Nossos políticos precisam ser acusados, pressionados e muitas vezes trapaceados, para que possam contar a verdade à população. É inadmissível que essas pessoas que trabalham para o povo e o crescimento da cidade apresentarem tal comportamento. Fica claro que a cada momento novas fraudes serão descobertas, e muitos outros ainda serão citados. Novas decepções ocorrerão.
Várias provas de corrupção já foram levantadas, e muitos de nossos representantes já deveriam estar afastados de suas funções. Mas o processo é moroso e permite tais permanências. O bom de tudo isso é que fixaremos todos estes nomes que não fazem falta nenhuma para Londrina, sejam eles políticos, empresários ou simplesmente moradores. Vamos acreditar na Justiça e nos homens de boa fé.
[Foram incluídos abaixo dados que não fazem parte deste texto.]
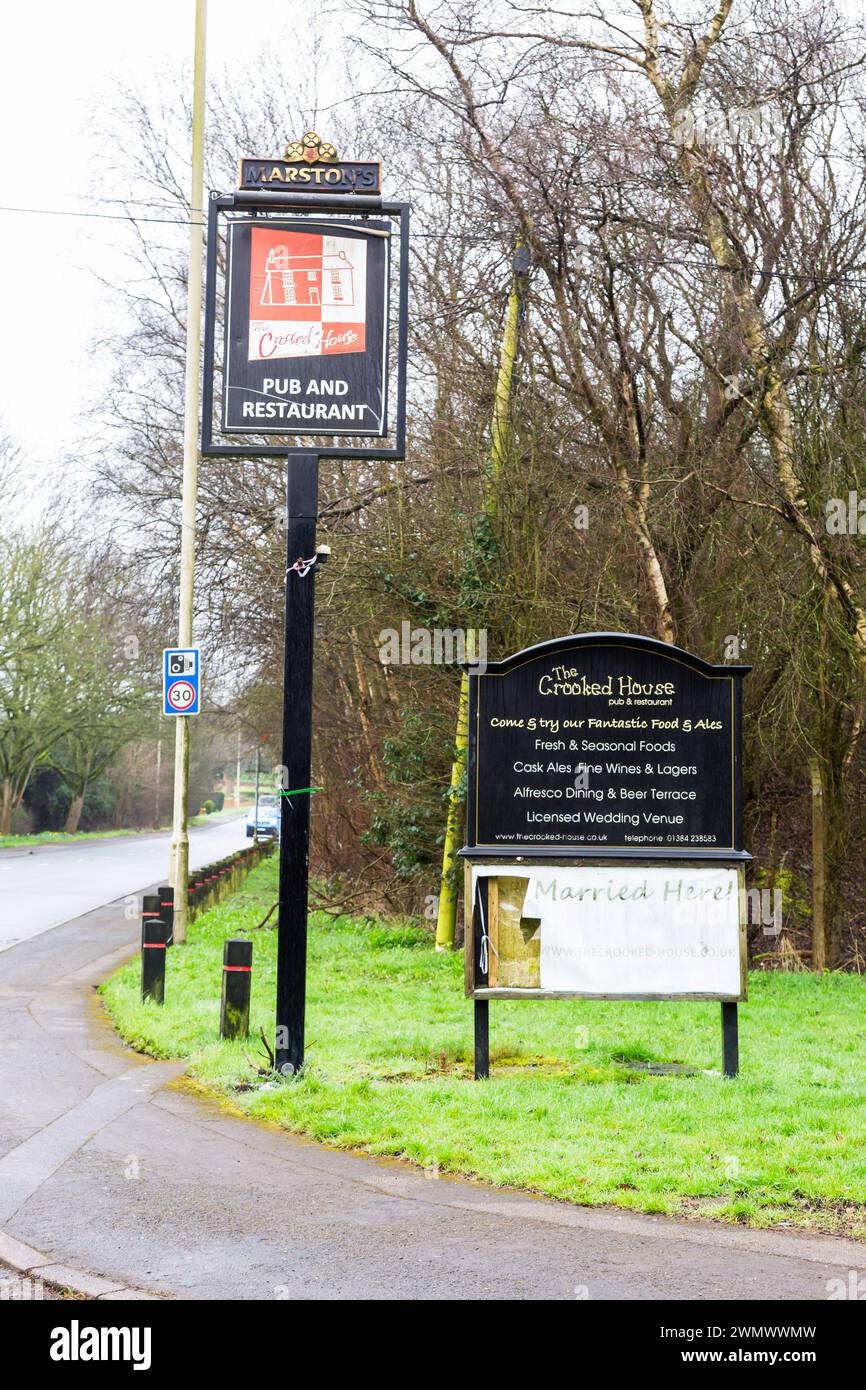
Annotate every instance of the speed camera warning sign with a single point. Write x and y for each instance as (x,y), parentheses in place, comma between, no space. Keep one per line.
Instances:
(181,680)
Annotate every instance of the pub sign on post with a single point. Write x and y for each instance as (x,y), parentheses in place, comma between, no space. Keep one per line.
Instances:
(306,328)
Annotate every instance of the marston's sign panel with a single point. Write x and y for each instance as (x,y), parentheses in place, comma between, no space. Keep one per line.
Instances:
(306,328)
(339,177)
(605,744)
(312,166)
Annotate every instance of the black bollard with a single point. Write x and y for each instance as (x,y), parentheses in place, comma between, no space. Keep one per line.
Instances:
(166,895)
(153,951)
(237,979)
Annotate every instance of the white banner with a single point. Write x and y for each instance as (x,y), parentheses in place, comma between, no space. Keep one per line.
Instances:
(633,931)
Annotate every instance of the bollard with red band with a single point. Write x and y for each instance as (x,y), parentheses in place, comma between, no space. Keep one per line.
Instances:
(166,895)
(153,950)
(237,980)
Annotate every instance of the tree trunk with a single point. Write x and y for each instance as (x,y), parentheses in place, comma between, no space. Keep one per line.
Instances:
(819,876)
(75,808)
(6,808)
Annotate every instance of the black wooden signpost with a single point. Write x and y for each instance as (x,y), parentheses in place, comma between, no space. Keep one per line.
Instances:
(605,773)
(313,339)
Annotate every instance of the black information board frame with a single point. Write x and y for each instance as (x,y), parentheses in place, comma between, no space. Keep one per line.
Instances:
(599,673)
(488,779)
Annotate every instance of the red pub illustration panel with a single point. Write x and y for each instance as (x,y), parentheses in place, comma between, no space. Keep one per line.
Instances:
(306,328)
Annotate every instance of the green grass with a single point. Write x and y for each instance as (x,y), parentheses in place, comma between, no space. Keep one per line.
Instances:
(59,837)
(567,1111)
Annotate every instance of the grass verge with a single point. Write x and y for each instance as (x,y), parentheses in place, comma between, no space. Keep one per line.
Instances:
(569,1112)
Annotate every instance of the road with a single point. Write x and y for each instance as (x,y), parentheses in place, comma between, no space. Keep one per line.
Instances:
(43,886)
(109,1168)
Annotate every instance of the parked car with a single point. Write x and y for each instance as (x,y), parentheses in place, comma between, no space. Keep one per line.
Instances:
(267,826)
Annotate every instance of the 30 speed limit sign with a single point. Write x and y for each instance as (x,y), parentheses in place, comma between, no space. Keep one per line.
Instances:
(181,680)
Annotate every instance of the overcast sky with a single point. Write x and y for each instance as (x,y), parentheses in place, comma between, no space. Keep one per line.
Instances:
(61,63)
(61,60)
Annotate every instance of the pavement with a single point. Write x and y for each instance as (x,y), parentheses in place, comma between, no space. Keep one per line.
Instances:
(120,1183)
(43,886)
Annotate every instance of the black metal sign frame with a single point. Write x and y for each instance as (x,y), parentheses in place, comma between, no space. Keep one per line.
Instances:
(317,207)
(730,674)
(588,854)
(302,565)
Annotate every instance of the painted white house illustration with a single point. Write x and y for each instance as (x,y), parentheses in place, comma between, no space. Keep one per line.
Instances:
(325,280)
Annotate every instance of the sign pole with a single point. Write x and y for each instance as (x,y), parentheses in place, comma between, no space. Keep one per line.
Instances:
(180,834)
(730,1039)
(302,508)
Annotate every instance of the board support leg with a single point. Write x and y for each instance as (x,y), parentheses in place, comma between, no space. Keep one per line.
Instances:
(730,1040)
(483,1040)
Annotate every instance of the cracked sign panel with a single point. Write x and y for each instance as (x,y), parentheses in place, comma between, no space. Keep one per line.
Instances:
(306,331)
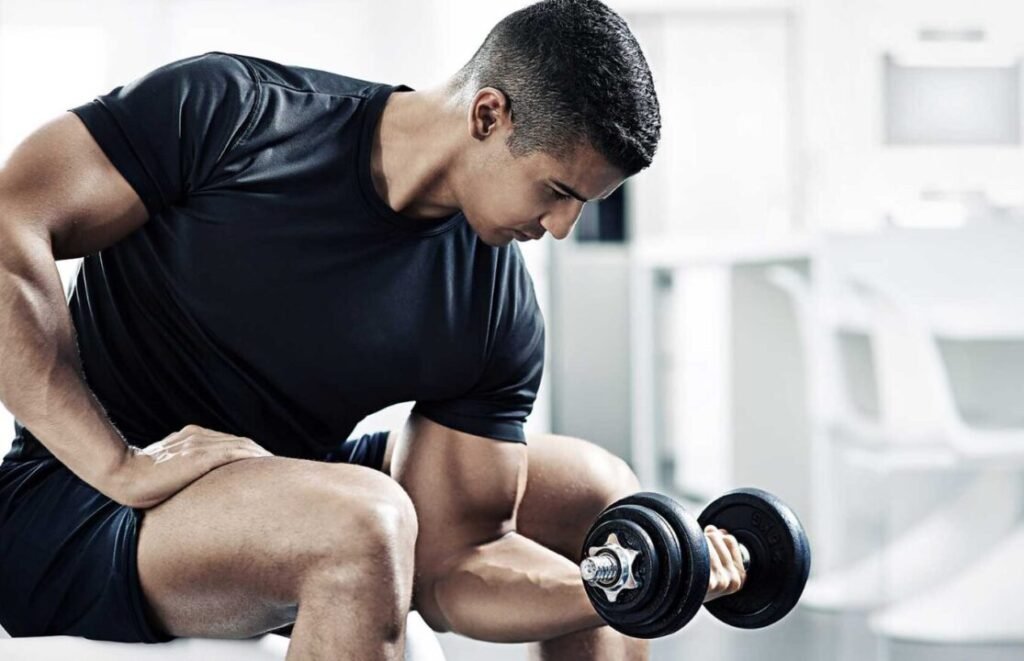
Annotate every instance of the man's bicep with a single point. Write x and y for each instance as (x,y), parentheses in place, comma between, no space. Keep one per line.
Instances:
(59,183)
(469,484)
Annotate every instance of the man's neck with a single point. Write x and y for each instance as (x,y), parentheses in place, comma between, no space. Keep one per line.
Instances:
(414,155)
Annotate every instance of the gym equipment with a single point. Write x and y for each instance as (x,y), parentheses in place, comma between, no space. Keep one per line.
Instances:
(646,564)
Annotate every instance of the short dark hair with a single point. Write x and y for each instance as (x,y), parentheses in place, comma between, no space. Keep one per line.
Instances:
(573,74)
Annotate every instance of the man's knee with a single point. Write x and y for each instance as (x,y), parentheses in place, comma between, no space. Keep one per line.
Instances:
(375,525)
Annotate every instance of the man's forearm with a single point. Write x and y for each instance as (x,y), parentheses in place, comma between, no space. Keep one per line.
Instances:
(40,373)
(514,590)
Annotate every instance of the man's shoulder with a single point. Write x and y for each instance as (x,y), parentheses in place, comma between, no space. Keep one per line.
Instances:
(304,79)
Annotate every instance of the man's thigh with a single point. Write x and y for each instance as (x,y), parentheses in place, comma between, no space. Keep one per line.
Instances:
(568,482)
(225,556)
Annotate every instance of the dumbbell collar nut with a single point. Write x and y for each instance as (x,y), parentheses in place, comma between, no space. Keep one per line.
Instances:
(609,568)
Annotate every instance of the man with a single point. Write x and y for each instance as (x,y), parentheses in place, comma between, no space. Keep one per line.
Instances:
(271,253)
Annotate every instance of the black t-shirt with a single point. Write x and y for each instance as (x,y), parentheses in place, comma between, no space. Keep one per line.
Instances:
(271,293)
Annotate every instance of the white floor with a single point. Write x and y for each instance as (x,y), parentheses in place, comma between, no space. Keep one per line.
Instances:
(802,636)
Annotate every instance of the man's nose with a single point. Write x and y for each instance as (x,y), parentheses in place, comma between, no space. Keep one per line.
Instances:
(560,224)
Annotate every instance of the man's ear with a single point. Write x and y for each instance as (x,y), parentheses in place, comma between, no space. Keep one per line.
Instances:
(488,112)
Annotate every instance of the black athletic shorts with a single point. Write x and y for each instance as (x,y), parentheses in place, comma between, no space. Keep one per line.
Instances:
(68,553)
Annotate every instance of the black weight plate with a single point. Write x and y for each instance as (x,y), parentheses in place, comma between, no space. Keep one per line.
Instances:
(690,583)
(657,544)
(646,567)
(780,557)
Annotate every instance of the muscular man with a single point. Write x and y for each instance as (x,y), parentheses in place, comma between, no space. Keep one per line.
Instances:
(272,253)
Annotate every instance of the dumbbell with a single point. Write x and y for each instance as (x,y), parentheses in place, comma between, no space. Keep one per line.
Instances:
(646,564)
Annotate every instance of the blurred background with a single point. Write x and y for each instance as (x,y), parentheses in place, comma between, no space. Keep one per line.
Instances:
(817,289)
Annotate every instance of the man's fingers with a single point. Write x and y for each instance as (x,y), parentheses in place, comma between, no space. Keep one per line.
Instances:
(722,558)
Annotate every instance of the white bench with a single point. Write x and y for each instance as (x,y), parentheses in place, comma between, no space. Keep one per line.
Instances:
(421,645)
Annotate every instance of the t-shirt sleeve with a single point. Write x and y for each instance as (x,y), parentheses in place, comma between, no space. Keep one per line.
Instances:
(168,131)
(498,405)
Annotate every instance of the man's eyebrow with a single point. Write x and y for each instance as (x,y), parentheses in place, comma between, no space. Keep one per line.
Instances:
(568,190)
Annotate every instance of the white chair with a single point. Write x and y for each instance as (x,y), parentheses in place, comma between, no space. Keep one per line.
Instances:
(421,645)
(906,292)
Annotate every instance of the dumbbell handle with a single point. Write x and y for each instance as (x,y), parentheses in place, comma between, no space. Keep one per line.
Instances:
(605,568)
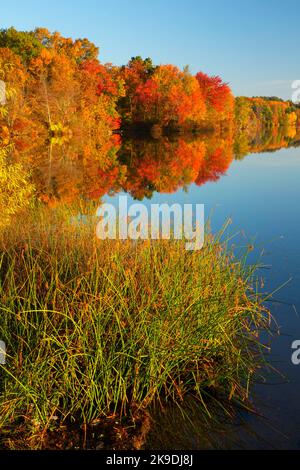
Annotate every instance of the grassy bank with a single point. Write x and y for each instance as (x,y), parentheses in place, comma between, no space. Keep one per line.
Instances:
(98,331)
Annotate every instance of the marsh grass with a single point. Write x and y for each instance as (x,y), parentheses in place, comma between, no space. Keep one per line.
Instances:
(99,328)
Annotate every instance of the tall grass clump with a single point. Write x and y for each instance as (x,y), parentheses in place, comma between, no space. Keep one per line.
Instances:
(100,327)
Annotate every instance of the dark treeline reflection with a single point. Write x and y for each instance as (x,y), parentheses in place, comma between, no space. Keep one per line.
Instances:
(66,169)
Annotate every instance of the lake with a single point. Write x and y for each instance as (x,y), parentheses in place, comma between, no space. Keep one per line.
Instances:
(256,184)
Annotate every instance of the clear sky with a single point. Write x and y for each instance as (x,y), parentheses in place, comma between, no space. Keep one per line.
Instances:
(252,44)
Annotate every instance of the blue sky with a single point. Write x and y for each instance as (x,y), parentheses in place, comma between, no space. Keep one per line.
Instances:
(253,45)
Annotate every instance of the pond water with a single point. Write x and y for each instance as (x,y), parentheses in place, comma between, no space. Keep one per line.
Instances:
(260,192)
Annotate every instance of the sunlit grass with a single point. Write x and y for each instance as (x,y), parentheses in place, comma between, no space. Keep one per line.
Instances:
(100,327)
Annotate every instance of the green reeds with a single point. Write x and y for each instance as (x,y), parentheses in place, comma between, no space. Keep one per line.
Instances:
(100,327)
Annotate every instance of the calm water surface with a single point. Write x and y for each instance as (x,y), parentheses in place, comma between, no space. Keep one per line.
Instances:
(261,193)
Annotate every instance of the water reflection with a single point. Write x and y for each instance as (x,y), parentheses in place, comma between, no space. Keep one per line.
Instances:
(67,171)
(63,170)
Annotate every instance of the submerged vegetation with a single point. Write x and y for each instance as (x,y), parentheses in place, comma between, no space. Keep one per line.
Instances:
(115,326)
(96,332)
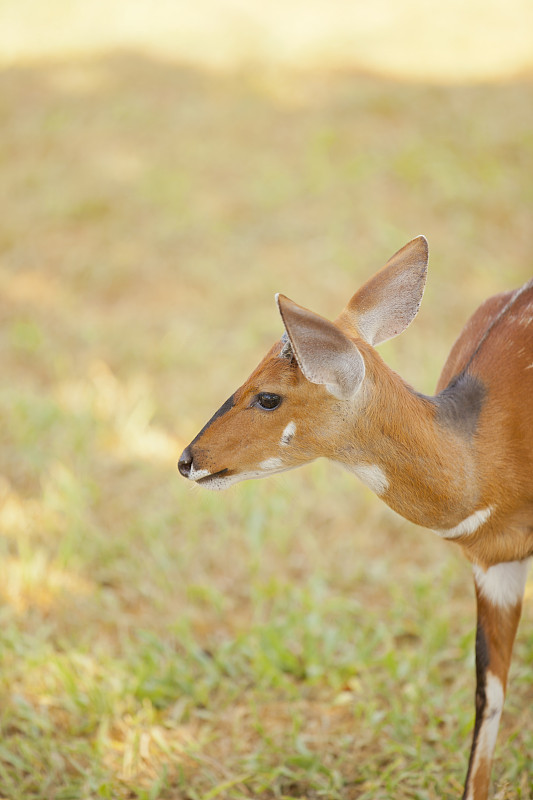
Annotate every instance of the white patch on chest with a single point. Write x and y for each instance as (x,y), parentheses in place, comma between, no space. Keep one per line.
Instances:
(503,584)
(288,433)
(271,463)
(468,525)
(369,474)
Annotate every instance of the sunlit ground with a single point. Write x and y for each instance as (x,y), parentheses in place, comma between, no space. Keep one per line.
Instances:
(166,169)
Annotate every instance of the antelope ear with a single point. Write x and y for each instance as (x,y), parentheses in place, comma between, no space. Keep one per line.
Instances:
(389,301)
(324,354)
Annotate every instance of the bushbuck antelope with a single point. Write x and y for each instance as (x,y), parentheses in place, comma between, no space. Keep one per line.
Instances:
(460,463)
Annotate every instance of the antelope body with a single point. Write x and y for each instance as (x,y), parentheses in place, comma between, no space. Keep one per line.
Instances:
(460,463)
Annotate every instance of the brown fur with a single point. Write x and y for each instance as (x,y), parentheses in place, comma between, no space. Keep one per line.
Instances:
(467,450)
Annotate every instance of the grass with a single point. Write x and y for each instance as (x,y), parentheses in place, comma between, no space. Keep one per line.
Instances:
(290,638)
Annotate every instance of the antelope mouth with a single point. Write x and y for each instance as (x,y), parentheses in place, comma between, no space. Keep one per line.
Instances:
(220,474)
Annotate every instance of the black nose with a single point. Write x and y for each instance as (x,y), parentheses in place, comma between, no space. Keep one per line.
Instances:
(185,462)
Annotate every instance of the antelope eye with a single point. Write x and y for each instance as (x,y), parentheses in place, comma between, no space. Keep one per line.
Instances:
(268,401)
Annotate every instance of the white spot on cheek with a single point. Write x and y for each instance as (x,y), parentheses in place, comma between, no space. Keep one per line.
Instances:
(370,474)
(468,525)
(271,463)
(503,584)
(196,474)
(288,433)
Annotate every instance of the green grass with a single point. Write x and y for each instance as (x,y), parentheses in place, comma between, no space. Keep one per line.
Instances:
(290,638)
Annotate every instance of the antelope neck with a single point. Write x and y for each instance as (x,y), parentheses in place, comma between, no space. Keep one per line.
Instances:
(421,445)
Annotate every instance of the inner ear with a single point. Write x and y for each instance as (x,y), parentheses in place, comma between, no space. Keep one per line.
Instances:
(324,354)
(389,301)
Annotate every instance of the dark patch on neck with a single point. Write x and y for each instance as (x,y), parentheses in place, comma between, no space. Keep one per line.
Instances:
(230,402)
(459,404)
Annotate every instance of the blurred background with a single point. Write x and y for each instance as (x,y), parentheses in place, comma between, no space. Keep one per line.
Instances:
(165,169)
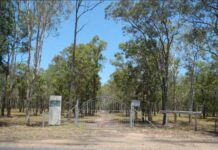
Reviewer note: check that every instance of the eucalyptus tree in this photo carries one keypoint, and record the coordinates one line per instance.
(88, 63)
(42, 17)
(150, 20)
(202, 17)
(81, 8)
(13, 41)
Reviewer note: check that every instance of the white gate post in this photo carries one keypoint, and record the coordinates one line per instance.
(132, 116)
(76, 113)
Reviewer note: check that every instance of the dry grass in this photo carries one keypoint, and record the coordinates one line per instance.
(14, 129)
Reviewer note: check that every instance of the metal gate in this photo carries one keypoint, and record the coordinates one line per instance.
(103, 112)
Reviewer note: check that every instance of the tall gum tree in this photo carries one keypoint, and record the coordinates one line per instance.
(154, 20)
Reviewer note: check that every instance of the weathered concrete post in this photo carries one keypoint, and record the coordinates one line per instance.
(54, 110)
(76, 113)
(196, 122)
(131, 116)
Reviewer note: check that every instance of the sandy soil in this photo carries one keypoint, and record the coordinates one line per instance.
(103, 134)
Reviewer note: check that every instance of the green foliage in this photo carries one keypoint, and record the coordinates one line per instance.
(88, 65)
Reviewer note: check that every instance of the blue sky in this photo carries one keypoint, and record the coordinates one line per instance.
(107, 30)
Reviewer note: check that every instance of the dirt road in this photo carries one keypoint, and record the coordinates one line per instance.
(103, 135)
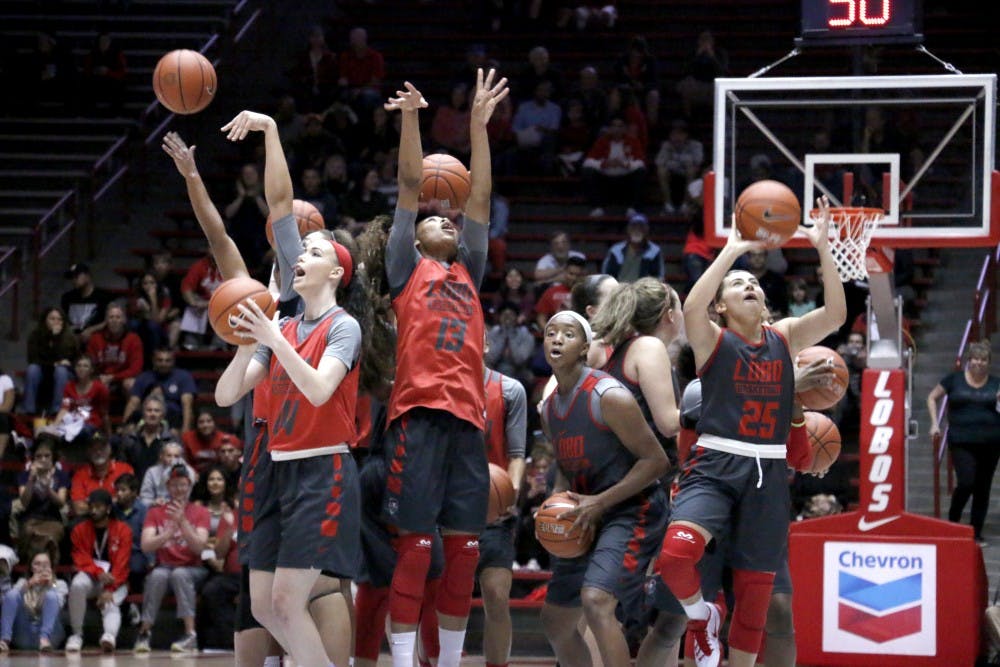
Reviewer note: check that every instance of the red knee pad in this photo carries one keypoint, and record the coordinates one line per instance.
(370, 608)
(413, 560)
(752, 591)
(428, 621)
(682, 548)
(461, 556)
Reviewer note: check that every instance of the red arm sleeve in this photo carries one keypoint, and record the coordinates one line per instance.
(119, 559)
(798, 453)
(83, 546)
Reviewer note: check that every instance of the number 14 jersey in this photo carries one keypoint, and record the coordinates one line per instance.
(748, 389)
(439, 344)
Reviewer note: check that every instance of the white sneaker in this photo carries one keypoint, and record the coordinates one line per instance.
(74, 644)
(707, 650)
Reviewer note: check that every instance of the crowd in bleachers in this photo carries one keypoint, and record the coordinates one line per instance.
(107, 437)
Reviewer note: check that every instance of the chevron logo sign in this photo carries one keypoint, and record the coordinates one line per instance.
(879, 598)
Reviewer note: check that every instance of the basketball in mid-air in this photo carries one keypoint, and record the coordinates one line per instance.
(768, 211)
(225, 299)
(555, 534)
(184, 81)
(502, 494)
(823, 398)
(306, 215)
(446, 181)
(824, 439)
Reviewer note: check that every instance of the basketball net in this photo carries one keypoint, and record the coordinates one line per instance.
(851, 229)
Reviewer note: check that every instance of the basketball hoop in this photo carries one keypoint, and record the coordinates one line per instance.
(851, 229)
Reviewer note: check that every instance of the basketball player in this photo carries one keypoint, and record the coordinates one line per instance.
(637, 323)
(306, 514)
(737, 467)
(506, 436)
(611, 462)
(437, 467)
(254, 645)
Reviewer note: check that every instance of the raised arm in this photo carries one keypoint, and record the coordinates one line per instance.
(278, 189)
(411, 153)
(226, 255)
(702, 332)
(481, 170)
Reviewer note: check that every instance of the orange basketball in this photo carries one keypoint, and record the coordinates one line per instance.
(230, 294)
(184, 81)
(822, 398)
(306, 215)
(824, 439)
(768, 211)
(502, 493)
(555, 534)
(446, 180)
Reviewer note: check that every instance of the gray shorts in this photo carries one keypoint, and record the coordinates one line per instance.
(718, 491)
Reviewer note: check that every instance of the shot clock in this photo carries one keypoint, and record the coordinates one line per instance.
(847, 22)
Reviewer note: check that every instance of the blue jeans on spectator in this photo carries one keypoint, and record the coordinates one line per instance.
(17, 624)
(33, 380)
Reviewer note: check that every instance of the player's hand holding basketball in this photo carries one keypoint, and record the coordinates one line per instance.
(410, 99)
(587, 515)
(245, 123)
(818, 233)
(181, 153)
(487, 96)
(254, 324)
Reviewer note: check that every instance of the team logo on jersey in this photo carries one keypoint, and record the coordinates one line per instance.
(879, 598)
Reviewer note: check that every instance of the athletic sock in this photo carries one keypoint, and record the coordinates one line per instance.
(452, 643)
(697, 611)
(402, 645)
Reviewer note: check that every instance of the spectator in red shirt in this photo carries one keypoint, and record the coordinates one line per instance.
(178, 533)
(85, 402)
(557, 296)
(116, 351)
(100, 473)
(203, 442)
(101, 548)
(196, 289)
(614, 170)
(362, 69)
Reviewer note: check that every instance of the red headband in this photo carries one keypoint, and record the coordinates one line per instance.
(345, 261)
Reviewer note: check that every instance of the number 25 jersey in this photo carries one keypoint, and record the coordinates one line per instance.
(748, 389)
(439, 344)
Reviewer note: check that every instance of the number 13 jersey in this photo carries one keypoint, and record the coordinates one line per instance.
(748, 389)
(439, 344)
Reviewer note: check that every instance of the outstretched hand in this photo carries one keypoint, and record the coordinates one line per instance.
(245, 123)
(182, 154)
(410, 99)
(487, 95)
(818, 233)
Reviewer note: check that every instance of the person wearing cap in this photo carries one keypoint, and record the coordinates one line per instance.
(609, 462)
(177, 533)
(101, 549)
(678, 162)
(85, 304)
(102, 472)
(635, 257)
(116, 351)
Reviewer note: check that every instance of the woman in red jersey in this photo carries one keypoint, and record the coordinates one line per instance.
(737, 468)
(437, 472)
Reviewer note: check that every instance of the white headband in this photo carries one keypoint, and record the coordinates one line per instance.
(588, 333)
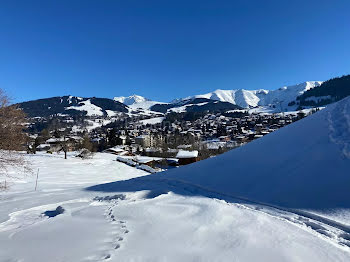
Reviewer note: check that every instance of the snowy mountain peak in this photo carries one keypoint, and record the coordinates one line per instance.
(261, 97)
(130, 100)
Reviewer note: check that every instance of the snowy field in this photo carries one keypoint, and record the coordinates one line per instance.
(145, 219)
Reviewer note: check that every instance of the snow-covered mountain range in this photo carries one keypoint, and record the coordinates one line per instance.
(282, 99)
(252, 98)
(130, 100)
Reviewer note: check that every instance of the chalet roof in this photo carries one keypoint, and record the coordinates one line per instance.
(187, 154)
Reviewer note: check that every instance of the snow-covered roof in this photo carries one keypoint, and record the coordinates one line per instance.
(187, 154)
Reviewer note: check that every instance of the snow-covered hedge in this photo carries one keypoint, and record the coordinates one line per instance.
(130, 162)
(146, 168)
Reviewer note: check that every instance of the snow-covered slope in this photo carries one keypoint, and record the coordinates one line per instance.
(145, 220)
(88, 107)
(305, 165)
(253, 98)
(129, 100)
(136, 102)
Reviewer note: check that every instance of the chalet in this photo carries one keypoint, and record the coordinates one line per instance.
(187, 157)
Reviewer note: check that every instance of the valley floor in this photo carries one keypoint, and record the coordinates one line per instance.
(147, 220)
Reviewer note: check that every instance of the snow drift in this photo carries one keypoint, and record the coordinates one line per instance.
(303, 165)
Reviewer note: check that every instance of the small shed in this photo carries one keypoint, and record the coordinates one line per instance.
(187, 157)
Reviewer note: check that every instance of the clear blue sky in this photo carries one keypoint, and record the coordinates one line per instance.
(168, 49)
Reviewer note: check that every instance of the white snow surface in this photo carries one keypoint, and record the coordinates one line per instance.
(252, 98)
(144, 220)
(304, 166)
(187, 154)
(88, 107)
(152, 121)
- ARTHUR E. PEREIRA DE SOUZA, Londrina
Advogados
A notícia Taborda quer solução para Defensoria em até 90 dias, publicada dia 17, refere-se ao rompimento do convênio da OAB/PR com o Estado para a prestação de atendimento jurídico a carentes. A reportagem menciona a paralisação dos serviços no mês de outubro de 1998. É exatamente o dia 6 de outubro, ou seja logo após a contagem dos votos da reeleição do governador Jaime Lerner. Esta importância oferecida de R$ 100 mil mensais para todo o Paraná é irrisória e absurda. Basta dividi-la pelos 400 municípios do Estado que tocará R$ 250 mensais para que todos os advogados de cada um deles preste assistência para o povo. Partindo-se deste raciocínio e que o Estado conta com aproximadamente 20 mil advogados, se todos aceitarem teremos a importância de R$ 5 para cada um por mês. É isto mesmo, apenas R$ 5. Afinal, R$ 100 mil é muito menos que ganham Marcelinho Carioca, Rincón e tantos outros por mês.
Será que a Justiça para todo um povo de um Estado não vale muito mais que isso? Já não bastam os aumentos sucessivos e absurdos das custas judiciais, serenamente contemplados pelo Judiciário, aprovados pela Assembléia e sancionados pelo governador que se curva ao lobby dos cartorários? É hora de tomar vergonha e respeitar mais a classe dos advogados. A solução é o restabelecimento do convênio nos moldes anteriores, o que custava ao Estado em torno de R$ 2 milhões por ano. Arrecadação de alguns dias do pedágio nas estradas ou de seus gastos com a mídia para promoção pessoal.
- ALFREDO LEÔNCIO DIAS NETO, advogado, Barbosa Ferraz
Correção A Secretaria de Estado da Cultura lançou um álbum de fotos e textos sobre o fandango paranaense em embalagem de CD. E não um CD de fandango como foi publicado na edição de ontem da Folha2.